Kondisi sosiokultural dapat memengaruhi kondisi mentalitas seseorang. Itulah yang menyebabkan seorang insecure tidak berani melangkah. Takut terhadap respons yang akan didapatkan sebagai konsekuensi dari langkah yang diambil, padahal itu adalah suatu keniscayaan. Problemnya ada pada bagaimana kita mengidentifikasi ketakutan dengan tepat dan menemukan solusi yang bijak.
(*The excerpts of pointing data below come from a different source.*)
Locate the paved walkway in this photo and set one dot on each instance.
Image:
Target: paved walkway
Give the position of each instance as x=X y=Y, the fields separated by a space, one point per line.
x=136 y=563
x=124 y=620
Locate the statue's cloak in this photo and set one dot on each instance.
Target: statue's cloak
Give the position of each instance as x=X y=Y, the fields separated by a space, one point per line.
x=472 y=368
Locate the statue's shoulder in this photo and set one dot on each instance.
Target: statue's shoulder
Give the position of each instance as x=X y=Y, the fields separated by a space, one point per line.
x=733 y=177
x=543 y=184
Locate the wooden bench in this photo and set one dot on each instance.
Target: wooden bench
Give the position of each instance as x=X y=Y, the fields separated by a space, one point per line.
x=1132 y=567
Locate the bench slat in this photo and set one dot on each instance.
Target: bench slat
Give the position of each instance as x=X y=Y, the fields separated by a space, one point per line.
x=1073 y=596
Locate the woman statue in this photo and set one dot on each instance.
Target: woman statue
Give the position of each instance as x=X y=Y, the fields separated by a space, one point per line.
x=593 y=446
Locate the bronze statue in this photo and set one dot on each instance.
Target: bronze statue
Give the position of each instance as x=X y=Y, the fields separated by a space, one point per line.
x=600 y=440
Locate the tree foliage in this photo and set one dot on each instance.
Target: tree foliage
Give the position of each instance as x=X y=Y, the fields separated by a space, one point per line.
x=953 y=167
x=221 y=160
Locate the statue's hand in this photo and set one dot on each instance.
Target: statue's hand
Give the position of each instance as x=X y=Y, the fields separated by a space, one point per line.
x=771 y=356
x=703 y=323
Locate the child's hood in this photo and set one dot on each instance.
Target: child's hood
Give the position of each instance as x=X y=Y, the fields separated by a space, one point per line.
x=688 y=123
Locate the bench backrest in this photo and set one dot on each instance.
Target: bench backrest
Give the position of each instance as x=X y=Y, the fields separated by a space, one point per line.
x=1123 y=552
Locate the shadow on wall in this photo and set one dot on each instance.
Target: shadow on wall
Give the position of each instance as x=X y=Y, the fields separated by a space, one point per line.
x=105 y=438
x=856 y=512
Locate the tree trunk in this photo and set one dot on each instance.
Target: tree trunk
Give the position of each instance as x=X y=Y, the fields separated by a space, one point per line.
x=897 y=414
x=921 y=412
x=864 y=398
Karena kita merasa insecure, kita pun jadi kerap memikirkan banyak hal yang sebenarnya tidak perlu terlalu dipikirkan berat-berat. Memiliki rencana itu bagus, tanda bahwa kita siap menyambut hari yang baru, akan tetapi jika kita tidak bisa luwes dalam menyikapi realitas dan terlalu terpaku dengan apa yang telah direncanakan saja, maka itu akan membuat diri semakin kacau; menganggap rencana kita gagal total.
Padahal, bisa saja target dari rencana kita sebetulnya berhasil tercapai, hanya saja dengan cara lain yang tidak sama persis seperti yang kita bayangkan sebelumnya. Kita saja yang terlalu saklek harus begini-harus begitu dan lambat menyadari bahwa hidup begitu dinamis, paradoksikal, dan unpredictable.
Eling lan Waspada dengan Mindfulness
Semua daya upaya guna mengatasi insecurity dan overthinking muaranya adalah mindfulness; tentang bagaimana menjalani hidup dengan penuh kesadaran. Fokus dan total terhadap apa yang sedang dijalani saat ini tanpa perlu terdistraksi hal-hal yang kurang penting.
Laju zaman yang berkembang pesat dan waktu yang kian terasa cepat berlalu membuat kita kadang tidak merasakan momen-momen dalam hidup. Menjalani hari demi hari sebatas rutinitas semata.
Berangkat kerja tiap pagi, bermacet-macetan, tahu-tahu tidak terasa hari sudah malam. Kita tidak merasakan bagaimana siang hari berjalan karena tidak dapat merasakan “hadir” dalam momen tersebut. Begitulah hidup jika hanya sekadar dijalani tanpa dihayati dan diresapi pula setiap detiknya.
Mindfulness adalah mode of being agar kita lebih eling lan waspada. Mindfulness melatih diri agar lebih responsif, bukan reaktif; lebih tanggap dalam bersikap, bukan sekadar reaksi-reaksi impulsif yang sembrono dan kurang berdasar. Tentunya, itu bisa diterapkan jika kita memiliki pikiran yang jernih, atau apa yang disebut oleh Shunryu Suzuki sebagai beginner’s mind.
Beginner’s mind selalu melihat dunia dengan mata yang segar, tidak terkekang oleh judgement-judgement yang membuat kita rancu dalam menentukan sikap. Maka dari itu, dengan menyadari makna, menikmati setiap proses, dan mengolah pikiran secara lebih optimal, kita akan lebih kapabel dalam hal kontrol diri. Tidak dikuasai permainan pikiran sendiri dan dapat lebih bijak dalam memilah skala prioritas.
Dengan lebih memahami diri, kita akan lebih mudah mengejawantahkan cinta diri (self-love). Kesehatan mental dan pikiran akan lebih terpelihara dari gangguan overthinking dan insecurity. Semua demi menjalani hari dengan lebih mindfulness dan menjaga kewarasan untuk menghadapi setiap lika-liku tantangan zaman.